The cachet of this production is that it features two wonderful actresses, Laura Linney and Cynthia Nixon, in the leading roles, which they switch on alternate nights. I saw the one with Nixon as the demonic and imperious Regina and Linney as the vulnerable and besieged Birdie.
Linney, in this role, as in so many others, has a limpid amiability, conveying a transparency of character that reverberates with trust and candor. She is remarkable in the constancy with which she conveys this quality, and to watch her, even in her silent moments, is a treat.
Nixon is an austere and sullenly embittered Regina, quietly malevolent and devious. She gains her character not through histrionic condemnations but from an enduring and committed erosion of trust. Simmering and insidious, Nixon obliquely conveys the sense of the heartless villain.
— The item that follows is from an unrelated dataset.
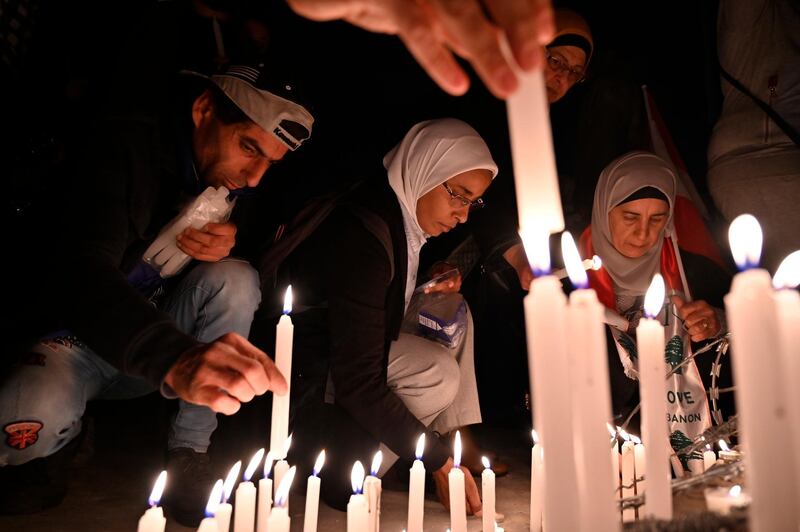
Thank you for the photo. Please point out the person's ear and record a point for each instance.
(202, 108)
It would be truly interesting to see Linney and Nixon in the reversed roles, and equally interesting to see how Sullivan plays them in those. The marketing geniuses behind the production have worked magic by drawing one into a particular pairing then making it almost irresistible to see the other.
Richard Thomas is warmly engaging as Horace, the near-victimized husband of Regina who desperately hopes that her appeals to him come from wifely devotion. Alas, there is not a chance of that.
As the servants Addie, Caroline Stefanie Clay, and Cal, Charles Turner, convey what it means to be flexibly humane, wonderfully providing a small glimpse of sanity in the familial maelstrom, offering in concise wordings and resonant gestures some anchor in reality.
As the rest of the awful Hubbards, Darren Goldstein (Oscar), Michael McKean (Ben) and Michael Benz (Leo) hold down dastardly while maintaining the sort of style that makes it insidious rather than obvious. As the poor Giddens daughter, Alexandra, Francesca Carpanini, is sympathetically penetrating and affecting.
The scenic design by Scott Pask is noteworthy.
There is an elegance and dramatic grandeur to this production and clear evidence of a noble directorial hand from Daniel Sullivan. Given that authoritative guidance, the play comes across in its best light, as a contemporary family tragedy with Greek echoes, exhibiting mechanisms that tie its characters to their fates while still offering a sense of the essential humanity subverted by their machinations.
Overall: a well-written play brought to life with distinctively good direction and some great acting.